Unless noted otherwise, Linearization and Transpose are written for the raw-output-space pseudoinverse map. For complex tensors, Transpose means the adjoint under the real Frobenius inner product

\langle X, Y \rangle_{\mathbb{R}} = \operatorname{Re}\operatorname{tr}(X^\dagger Y).

Forward

The raw operator is

A \mapsto A^+ = \operatorname{pinv}(A),

with locally constant rank.

Linearization

The raw-output-space linearization is

\dot{A}^+ = -A^+ \dot{A} A^+ + (I - A^+ A)\dot{A}^\dagger (A^+)^\dagger A^+ + A^+ (A^+)^\dagger \dot{A}^\dagger (I - A A^+).

JVP

The JVP is the same three-term pseudoinverse differential evaluated at \dot{A}.

Transpose

For a raw output cotangent \bar{A}^+, the transpose map is

\bar{A} = -(A^+)^\dagger \bar{A}^+ (A^+)^\dagger + (I - A A^+) (\bar{A}^+)^\dagger A^+ (A^+)^\dagger + (A^+)^\dagger A^+ (\bar{A}^+)^\dagger (I - A^+ A).

VJP (JAX convention)

JAX reads the same projector-corrected transpose map directly on the pseudoinverse output cotangent.

VJP (PyTorch convention)

PyTorch implements algebraically equivalent branch-wise formulas that reduce intermediate sizes, but the raw cotangent map is the same three-term adjoint.

Forward Definition

A^+ = \operatorname{pinv}(A), \qquad A \in \mathbb{C}^{M \times N}

where A^+ satisfies the Moore-Penrose identities. We assume the rank of A is locally constant; the pseudoinverse is not continuous at rank-changing points.

Notation

P_{\mathrm{col}} = A A^+: projector onto the column space of A
P_{\mathrm{row}} = A^+ A: projector onto the row space of A

Forward Rule

Given a tangent \dot{A}:

\dot{A}^+ = -A^+ \dot{A} A^+ + (I - A^+ A)\dot{A}^\dagger (A^+)^\dagger A^+ + A^+ (A^+)^\dagger \dot{A}^\dagger (I - A A^+).

Three-term interpretation

-A^+ \dot{A} A^+ is the inverse-like core term.
(I - P_{\mathrm{row}})\dot{A}^\dagger (A^+)^\dagger A^+ corrects the row space.
A^+ (A^+)^\dagger \dot{A}^\dagger (I - P_{\mathrm{col}}) corrects the column space.

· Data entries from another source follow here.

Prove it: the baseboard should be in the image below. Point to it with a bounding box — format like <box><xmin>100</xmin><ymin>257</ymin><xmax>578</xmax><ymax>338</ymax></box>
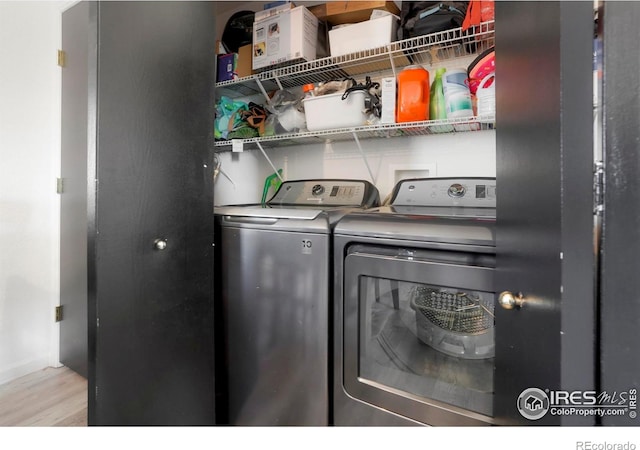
<box><xmin>0</xmin><ymin>355</ymin><xmax>49</xmax><ymax>386</ymax></box>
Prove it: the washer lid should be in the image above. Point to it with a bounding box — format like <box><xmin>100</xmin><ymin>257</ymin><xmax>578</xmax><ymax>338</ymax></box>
<box><xmin>386</xmin><ymin>205</ymin><xmax>496</xmax><ymax>219</ymax></box>
<box><xmin>214</xmin><ymin>179</ymin><xmax>381</xmax><ymax>222</ymax></box>
<box><xmin>334</xmin><ymin>210</ymin><xmax>495</xmax><ymax>247</ymax></box>
<box><xmin>214</xmin><ymin>205</ymin><xmax>323</xmax><ymax>220</ymax></box>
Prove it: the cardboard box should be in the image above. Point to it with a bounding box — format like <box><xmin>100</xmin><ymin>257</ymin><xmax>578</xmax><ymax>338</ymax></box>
<box><xmin>308</xmin><ymin>1</ymin><xmax>400</xmax><ymax>25</ymax></box>
<box><xmin>252</xmin><ymin>6</ymin><xmax>318</xmax><ymax>71</ymax></box>
<box><xmin>329</xmin><ymin>14</ymin><xmax>399</xmax><ymax>57</ymax></box>
<box><xmin>255</xmin><ymin>2</ymin><xmax>296</xmax><ymax>22</ymax></box>
<box><xmin>215</xmin><ymin>40</ymin><xmax>227</xmax><ymax>55</ymax></box>
<box><xmin>264</xmin><ymin>1</ymin><xmax>294</xmax><ymax>9</ymax></box>
<box><xmin>216</xmin><ymin>53</ymin><xmax>237</xmax><ymax>82</ymax></box>
<box><xmin>236</xmin><ymin>44</ymin><xmax>254</xmax><ymax>78</ymax></box>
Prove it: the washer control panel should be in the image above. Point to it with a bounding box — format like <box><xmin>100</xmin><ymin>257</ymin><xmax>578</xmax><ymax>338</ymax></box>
<box><xmin>269</xmin><ymin>180</ymin><xmax>375</xmax><ymax>206</ymax></box>
<box><xmin>392</xmin><ymin>178</ymin><xmax>496</xmax><ymax>207</ymax></box>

For full-rank square A, the projector corrections vanish and the rule reduces to the usual inverse derivative.

Reverse Rule

Given a cotangent \bar{A}^+:

\bar{A} = -(A^+)^\dagger \bar{A}^+ (A^+)^\dagger + (I - A A^+) (\bar{A}^+)^\dagger A^+ (A^+)^\dagger + (A^+)^\dagger A^+ (\bar{A}^+)^\dagger (I - A^+ A).

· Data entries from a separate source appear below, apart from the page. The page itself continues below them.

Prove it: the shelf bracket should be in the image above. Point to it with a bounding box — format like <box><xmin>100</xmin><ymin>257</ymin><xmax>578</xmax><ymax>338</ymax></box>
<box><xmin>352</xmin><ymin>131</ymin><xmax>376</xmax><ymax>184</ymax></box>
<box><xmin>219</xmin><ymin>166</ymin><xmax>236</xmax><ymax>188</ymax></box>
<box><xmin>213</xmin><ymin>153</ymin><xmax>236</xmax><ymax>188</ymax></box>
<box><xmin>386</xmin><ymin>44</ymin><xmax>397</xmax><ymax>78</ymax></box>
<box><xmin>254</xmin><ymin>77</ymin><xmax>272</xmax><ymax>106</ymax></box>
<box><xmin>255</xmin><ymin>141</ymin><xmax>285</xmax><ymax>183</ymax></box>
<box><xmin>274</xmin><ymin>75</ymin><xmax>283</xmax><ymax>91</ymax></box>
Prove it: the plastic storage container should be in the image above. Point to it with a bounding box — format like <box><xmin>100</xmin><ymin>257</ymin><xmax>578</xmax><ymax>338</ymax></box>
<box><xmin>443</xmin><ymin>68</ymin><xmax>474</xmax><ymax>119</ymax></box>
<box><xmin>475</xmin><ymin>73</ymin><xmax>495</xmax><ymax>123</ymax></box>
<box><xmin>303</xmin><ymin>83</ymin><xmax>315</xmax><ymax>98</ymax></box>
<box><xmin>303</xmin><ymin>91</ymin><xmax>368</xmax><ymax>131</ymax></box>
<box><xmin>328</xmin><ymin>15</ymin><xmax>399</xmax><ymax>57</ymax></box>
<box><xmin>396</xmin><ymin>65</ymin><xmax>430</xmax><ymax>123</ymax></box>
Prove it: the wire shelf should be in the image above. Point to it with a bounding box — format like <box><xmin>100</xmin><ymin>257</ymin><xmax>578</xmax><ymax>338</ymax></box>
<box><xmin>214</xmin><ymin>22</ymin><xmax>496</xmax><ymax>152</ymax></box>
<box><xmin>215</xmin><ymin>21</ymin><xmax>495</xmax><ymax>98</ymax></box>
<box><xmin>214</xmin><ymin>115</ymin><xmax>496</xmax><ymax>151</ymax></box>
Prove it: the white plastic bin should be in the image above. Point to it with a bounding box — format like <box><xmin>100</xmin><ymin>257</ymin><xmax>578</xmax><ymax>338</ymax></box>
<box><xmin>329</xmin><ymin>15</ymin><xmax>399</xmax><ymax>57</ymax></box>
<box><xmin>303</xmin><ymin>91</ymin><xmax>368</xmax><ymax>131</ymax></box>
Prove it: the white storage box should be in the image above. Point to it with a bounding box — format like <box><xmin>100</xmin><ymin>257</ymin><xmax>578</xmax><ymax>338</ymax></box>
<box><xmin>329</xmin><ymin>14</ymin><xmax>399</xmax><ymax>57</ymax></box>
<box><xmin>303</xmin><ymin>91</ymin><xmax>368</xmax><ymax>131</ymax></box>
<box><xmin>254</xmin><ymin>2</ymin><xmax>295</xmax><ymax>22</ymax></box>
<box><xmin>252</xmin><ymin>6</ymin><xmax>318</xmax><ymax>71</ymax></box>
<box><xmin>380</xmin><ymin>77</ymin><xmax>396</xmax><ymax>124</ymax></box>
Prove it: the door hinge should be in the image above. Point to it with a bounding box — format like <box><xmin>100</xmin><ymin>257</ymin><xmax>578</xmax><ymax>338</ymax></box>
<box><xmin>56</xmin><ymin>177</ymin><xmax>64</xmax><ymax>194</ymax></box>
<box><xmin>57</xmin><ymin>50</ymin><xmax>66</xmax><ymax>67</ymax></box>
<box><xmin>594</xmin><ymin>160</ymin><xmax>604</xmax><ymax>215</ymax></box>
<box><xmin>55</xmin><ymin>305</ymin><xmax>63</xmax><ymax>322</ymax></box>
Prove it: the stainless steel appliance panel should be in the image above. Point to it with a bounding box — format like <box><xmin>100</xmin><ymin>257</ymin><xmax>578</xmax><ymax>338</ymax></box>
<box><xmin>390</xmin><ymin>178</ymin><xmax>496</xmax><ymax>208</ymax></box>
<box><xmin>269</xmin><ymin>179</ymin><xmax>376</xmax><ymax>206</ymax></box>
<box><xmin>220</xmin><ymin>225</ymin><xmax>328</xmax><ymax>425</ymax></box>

This is the adjoint counterpart of the same three-term structure.

The atol / rtol thresholding used to define the primal pseudoinverse is treated as fixed metadata, not as a differentiable branch.

Verification

Moore-Penrose identities

Check the standard projector equalities:

A A^+ A \approx A, \qquad A^+ A A^+ \approx A^+.

Backward checks

Compare JVP/VJP against finite differences away from rank changes.

References

G. H. Golub and V. Pereyra, “The Differentiation of Pseudo-Inverses and Nonlinear Least Squares Problems Whose Variables Separate,” 1973.
M. B. Giles, “An extended collection of matrix derivative results for forward and reverse mode automatic differentiation,” 2008.

DB Families

### pinv/identity

The DB publishes the pseudoinverse tensor directly.

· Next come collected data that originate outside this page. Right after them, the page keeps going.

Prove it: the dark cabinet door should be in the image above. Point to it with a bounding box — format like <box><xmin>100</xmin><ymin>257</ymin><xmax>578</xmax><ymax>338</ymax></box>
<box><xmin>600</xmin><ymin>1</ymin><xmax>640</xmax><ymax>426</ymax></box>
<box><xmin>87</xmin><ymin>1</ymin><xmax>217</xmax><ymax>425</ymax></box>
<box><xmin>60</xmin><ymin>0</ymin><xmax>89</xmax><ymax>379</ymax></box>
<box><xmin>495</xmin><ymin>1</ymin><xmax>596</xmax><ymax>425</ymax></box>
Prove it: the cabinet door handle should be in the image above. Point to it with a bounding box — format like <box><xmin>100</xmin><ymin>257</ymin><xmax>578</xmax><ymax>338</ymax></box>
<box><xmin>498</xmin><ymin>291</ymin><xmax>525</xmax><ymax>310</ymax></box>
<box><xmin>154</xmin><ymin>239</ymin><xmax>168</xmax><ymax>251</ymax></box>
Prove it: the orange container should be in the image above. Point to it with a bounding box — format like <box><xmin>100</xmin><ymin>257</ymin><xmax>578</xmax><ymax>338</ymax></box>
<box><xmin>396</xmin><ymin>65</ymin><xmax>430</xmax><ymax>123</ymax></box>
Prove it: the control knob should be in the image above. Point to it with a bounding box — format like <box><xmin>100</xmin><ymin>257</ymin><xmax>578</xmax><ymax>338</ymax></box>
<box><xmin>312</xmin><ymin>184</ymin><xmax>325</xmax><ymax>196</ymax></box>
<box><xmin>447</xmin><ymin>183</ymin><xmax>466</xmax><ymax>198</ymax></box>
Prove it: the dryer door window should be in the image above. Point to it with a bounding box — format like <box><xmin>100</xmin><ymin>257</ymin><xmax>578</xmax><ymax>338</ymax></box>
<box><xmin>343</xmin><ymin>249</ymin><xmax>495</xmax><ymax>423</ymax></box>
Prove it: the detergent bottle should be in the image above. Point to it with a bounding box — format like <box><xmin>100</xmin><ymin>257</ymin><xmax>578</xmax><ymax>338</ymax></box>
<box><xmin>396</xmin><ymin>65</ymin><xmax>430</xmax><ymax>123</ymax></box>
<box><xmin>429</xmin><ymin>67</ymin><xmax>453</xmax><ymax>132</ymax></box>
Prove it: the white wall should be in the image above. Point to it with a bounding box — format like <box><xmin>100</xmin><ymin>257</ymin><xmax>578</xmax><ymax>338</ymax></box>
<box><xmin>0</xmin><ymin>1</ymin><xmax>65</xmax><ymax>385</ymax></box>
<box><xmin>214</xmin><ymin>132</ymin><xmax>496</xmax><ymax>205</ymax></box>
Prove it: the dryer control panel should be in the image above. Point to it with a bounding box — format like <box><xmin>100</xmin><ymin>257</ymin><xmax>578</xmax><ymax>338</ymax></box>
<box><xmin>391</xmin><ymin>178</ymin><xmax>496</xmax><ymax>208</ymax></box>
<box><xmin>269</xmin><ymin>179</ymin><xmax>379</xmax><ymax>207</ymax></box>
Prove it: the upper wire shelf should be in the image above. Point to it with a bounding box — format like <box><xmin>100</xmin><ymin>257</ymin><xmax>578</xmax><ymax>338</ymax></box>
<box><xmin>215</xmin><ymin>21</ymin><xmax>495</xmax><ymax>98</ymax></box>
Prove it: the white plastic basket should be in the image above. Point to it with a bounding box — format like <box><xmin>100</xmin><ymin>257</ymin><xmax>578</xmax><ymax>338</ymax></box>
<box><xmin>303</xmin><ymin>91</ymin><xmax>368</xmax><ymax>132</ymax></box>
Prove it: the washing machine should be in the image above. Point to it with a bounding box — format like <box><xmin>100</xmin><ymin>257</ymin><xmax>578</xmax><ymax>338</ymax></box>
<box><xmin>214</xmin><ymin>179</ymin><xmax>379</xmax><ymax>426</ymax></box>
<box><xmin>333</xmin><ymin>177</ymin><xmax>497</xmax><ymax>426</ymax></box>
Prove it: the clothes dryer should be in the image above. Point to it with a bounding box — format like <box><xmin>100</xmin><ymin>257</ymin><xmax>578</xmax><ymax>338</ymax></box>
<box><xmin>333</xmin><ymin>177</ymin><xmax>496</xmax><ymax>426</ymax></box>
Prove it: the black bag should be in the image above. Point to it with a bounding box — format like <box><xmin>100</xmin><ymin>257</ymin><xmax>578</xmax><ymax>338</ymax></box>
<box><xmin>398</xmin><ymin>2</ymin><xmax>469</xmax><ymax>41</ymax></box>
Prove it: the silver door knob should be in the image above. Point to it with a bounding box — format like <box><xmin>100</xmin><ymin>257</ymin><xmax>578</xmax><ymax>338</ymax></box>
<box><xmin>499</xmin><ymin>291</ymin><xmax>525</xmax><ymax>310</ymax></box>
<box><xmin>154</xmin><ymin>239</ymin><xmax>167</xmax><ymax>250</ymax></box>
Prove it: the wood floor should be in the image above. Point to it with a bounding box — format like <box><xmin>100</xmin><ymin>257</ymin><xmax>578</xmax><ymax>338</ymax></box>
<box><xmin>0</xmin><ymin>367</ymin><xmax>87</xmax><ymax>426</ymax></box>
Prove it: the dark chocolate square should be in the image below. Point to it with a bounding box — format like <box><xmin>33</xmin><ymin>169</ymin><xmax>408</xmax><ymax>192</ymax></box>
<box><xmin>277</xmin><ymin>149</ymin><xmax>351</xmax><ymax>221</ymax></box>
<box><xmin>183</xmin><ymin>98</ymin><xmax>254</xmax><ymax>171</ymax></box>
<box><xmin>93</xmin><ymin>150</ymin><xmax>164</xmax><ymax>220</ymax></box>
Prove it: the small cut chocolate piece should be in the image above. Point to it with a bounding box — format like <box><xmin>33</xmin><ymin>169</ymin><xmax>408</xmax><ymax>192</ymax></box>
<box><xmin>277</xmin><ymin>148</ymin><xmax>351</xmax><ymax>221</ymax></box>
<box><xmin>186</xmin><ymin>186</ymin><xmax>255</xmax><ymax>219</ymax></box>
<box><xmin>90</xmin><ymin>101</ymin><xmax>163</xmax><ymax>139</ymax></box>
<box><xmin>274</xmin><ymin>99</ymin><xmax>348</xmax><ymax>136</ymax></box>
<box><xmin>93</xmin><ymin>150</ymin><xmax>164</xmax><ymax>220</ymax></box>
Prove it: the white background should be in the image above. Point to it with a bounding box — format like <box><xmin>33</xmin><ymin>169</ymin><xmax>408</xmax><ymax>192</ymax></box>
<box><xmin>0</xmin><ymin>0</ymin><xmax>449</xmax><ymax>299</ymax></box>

### pinv_hermitian/identity

The DB uses the Hermitian pseudoinverse convention for the primal operator but the same projector-based derivative structure.

### pinv_singular/identity

This family captures the singular-input regime explicitly while keeping the same observable shape.